Tenzin Gyatso, le 14e dalaï-lama. (Michael Rahn)

Tenzin Gyatso, le 14e dalaï-lama. (Michael Rahn) MICHAEL RAHN

En 1995, les autorités chinoises ont détenu arbitrairement Gedhun Choekyi Nyima, un garçon de 6 ans identifié par le dalaï-lama comme la réincarnation du Panchen Lama, la deuxième figure religieuse la plus importante du bouddhisme tibétain, et a installé son propre candidat à sa place. Ce précédent laisse présager la détermination de Pékin de tenter de contrôler la succession du dalaï-lama.

De son côté, le 14e dalaï-lama, qui a renoncé à son pouvoir politique en 2011, a déclaré que si une décision de maintenir l’institution du dalaï-lama est prise, la responsabilité incombera principalement au Gaden Phodrang Trust. Cette fondation, qu’il a créée en 2015 pour soutenir la tradition et l’institution du dalaï-Lama en ce qui concerne ses devoirs religieux et spirituels, recevra des instructions écrites de sa part. Le dalaï-lama a par le passé répété à plusieurs reprises, au grand dam de Pékin, que s’il devait se réincarner, ce ne serait pas au Tibet sous contrôle chinois mais dans un pays libre, comme l’Inde.

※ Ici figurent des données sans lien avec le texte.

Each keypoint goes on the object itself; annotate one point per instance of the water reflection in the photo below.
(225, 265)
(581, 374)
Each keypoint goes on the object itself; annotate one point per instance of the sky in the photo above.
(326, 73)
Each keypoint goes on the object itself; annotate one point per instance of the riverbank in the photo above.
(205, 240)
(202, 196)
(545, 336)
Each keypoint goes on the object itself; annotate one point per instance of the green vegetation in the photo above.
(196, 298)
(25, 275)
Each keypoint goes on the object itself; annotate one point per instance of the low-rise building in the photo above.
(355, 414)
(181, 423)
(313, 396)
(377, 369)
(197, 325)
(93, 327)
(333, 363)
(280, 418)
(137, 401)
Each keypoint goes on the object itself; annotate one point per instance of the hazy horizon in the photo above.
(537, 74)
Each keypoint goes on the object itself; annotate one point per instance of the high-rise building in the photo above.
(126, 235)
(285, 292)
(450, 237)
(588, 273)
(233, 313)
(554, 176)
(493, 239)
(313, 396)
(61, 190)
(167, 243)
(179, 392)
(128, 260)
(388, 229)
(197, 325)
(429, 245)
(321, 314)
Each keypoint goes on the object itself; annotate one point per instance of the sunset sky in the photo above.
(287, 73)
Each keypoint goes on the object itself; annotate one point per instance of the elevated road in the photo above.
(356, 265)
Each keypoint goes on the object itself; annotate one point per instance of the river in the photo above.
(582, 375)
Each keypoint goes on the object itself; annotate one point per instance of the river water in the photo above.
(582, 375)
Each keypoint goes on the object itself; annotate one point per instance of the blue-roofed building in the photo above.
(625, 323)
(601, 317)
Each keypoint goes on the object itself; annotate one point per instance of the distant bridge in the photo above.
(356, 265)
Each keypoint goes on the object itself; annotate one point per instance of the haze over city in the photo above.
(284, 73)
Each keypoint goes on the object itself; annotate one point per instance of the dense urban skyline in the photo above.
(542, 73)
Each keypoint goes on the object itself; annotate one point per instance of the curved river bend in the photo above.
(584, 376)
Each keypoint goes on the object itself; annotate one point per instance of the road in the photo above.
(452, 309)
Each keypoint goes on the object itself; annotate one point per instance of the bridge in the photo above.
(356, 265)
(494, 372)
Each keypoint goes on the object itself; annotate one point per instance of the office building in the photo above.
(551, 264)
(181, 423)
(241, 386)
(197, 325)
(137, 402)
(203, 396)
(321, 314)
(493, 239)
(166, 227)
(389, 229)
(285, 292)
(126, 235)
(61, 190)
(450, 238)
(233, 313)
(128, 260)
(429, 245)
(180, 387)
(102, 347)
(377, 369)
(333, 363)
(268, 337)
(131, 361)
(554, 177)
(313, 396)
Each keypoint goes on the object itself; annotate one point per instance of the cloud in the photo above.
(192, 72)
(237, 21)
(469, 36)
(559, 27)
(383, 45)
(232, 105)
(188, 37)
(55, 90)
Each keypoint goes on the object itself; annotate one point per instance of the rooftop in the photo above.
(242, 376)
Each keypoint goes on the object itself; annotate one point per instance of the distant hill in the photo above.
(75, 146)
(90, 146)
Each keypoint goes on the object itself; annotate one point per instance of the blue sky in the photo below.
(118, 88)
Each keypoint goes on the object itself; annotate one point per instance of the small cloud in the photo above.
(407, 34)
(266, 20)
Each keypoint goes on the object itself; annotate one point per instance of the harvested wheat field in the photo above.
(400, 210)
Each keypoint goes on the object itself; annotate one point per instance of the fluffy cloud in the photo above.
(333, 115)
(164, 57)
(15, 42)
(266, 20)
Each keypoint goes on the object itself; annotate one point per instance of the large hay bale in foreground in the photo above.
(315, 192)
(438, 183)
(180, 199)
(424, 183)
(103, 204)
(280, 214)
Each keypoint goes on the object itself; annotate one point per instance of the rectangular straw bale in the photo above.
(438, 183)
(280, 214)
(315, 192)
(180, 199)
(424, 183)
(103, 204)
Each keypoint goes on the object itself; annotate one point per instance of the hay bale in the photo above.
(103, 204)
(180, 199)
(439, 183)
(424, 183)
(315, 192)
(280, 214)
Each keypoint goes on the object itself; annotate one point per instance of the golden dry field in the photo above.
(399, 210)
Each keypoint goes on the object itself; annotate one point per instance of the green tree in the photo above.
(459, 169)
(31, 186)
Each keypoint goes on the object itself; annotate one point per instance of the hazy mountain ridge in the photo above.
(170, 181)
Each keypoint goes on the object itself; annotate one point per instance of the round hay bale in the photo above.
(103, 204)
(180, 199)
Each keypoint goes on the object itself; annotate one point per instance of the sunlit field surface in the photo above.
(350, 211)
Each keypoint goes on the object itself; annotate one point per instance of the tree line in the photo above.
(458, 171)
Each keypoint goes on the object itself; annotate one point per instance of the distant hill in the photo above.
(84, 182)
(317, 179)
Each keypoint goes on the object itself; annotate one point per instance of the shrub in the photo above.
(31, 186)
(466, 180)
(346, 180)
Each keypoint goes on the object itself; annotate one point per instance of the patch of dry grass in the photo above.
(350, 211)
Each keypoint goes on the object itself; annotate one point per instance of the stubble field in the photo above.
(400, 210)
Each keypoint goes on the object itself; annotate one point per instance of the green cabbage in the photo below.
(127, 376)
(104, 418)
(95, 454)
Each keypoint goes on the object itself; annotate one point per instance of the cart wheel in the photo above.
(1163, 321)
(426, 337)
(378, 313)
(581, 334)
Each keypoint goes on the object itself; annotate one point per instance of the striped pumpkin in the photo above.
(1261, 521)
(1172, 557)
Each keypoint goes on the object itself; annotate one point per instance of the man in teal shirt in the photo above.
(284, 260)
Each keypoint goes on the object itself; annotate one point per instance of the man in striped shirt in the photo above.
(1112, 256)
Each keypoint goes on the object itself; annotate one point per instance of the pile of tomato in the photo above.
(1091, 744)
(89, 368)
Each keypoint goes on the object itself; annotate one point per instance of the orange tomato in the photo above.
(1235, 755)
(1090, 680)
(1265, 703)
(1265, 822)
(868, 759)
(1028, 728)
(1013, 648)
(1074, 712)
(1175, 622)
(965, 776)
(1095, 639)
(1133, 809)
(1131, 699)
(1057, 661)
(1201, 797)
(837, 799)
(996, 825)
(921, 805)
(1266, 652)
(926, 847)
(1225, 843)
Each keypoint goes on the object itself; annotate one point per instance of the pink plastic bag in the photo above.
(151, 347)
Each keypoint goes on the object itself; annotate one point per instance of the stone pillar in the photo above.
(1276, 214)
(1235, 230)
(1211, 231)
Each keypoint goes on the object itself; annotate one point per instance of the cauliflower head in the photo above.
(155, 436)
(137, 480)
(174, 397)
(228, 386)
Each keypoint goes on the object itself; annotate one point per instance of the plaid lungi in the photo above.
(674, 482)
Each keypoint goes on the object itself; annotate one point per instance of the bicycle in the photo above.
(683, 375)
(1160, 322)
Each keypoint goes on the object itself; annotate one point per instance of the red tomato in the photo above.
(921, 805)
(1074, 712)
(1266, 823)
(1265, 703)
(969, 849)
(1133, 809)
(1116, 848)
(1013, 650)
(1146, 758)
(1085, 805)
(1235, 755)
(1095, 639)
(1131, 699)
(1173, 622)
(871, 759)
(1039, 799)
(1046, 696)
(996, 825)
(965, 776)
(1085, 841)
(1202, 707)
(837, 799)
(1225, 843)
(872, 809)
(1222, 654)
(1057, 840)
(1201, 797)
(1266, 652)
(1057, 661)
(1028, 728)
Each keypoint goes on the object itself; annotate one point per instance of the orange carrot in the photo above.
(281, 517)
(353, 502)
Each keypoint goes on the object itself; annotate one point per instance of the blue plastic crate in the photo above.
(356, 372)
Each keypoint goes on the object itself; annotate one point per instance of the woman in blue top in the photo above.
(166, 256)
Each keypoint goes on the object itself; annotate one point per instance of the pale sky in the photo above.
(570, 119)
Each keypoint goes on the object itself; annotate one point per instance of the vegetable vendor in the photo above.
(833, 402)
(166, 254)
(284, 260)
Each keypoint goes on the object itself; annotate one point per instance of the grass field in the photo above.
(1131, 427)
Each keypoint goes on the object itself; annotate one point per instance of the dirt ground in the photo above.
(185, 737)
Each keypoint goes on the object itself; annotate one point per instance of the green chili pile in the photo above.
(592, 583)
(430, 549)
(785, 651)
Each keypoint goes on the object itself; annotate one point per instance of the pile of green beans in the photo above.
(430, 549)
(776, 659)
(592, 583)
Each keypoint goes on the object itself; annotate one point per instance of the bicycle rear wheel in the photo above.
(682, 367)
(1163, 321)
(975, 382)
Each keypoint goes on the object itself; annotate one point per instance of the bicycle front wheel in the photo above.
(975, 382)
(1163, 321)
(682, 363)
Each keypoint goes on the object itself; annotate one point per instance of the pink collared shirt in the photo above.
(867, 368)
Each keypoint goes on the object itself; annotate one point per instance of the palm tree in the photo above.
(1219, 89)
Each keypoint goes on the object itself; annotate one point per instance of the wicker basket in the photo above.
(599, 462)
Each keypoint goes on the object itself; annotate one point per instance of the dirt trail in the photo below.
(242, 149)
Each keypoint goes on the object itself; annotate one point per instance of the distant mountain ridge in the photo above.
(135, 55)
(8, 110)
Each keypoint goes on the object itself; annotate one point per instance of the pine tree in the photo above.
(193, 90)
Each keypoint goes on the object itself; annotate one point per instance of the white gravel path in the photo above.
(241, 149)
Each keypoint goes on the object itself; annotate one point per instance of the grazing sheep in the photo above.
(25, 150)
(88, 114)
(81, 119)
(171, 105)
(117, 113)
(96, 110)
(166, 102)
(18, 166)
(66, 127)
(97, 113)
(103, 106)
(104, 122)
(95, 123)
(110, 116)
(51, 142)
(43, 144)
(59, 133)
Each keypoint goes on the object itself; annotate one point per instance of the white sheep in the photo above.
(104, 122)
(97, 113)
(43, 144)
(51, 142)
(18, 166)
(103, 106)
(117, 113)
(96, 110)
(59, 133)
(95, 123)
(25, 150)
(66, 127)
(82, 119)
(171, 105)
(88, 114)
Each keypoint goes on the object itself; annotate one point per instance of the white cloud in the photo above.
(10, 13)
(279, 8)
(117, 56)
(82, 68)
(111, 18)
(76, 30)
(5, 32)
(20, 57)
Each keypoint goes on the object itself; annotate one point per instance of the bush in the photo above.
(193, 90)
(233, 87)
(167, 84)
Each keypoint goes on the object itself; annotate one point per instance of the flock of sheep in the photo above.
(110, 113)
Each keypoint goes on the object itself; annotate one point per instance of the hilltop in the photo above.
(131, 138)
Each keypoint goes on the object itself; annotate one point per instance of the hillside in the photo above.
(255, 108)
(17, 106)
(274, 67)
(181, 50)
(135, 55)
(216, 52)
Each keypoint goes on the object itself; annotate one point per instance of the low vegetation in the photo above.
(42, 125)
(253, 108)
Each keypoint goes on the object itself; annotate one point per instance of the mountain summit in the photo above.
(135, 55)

Alors que le dalaï-lama prend de l’âge, il est aujourd’hui primordial que la communauté internationale anticipe ces développements et adopte des postions publiques affirmant que sa succession doit être entièrement gérée par la communauté bouddhiste tibétaine et par les intentions de l’actuel dalaï-lama et par personne d’autre. Aucun gouvernement étranger, en première ligne duquel le gouvernement communiste chinois, ne peut prétendre s’immiscer dans la gestion de sa succession. Il en va du respect des normes internationales relatives aux droits humains et du respect des libertés religieuses, d’ailleurs garanties par l’article 36 de la Constitution chinoise. Laisser faire la Chine reviendrait à légitimer de nouvelles normes plaçant les intérêts d’un parti politique au-dessus de la liberté de religion et de conscience, posant un grave danger pour cette dernière non seulement en Chine mais également dans le reste du monde.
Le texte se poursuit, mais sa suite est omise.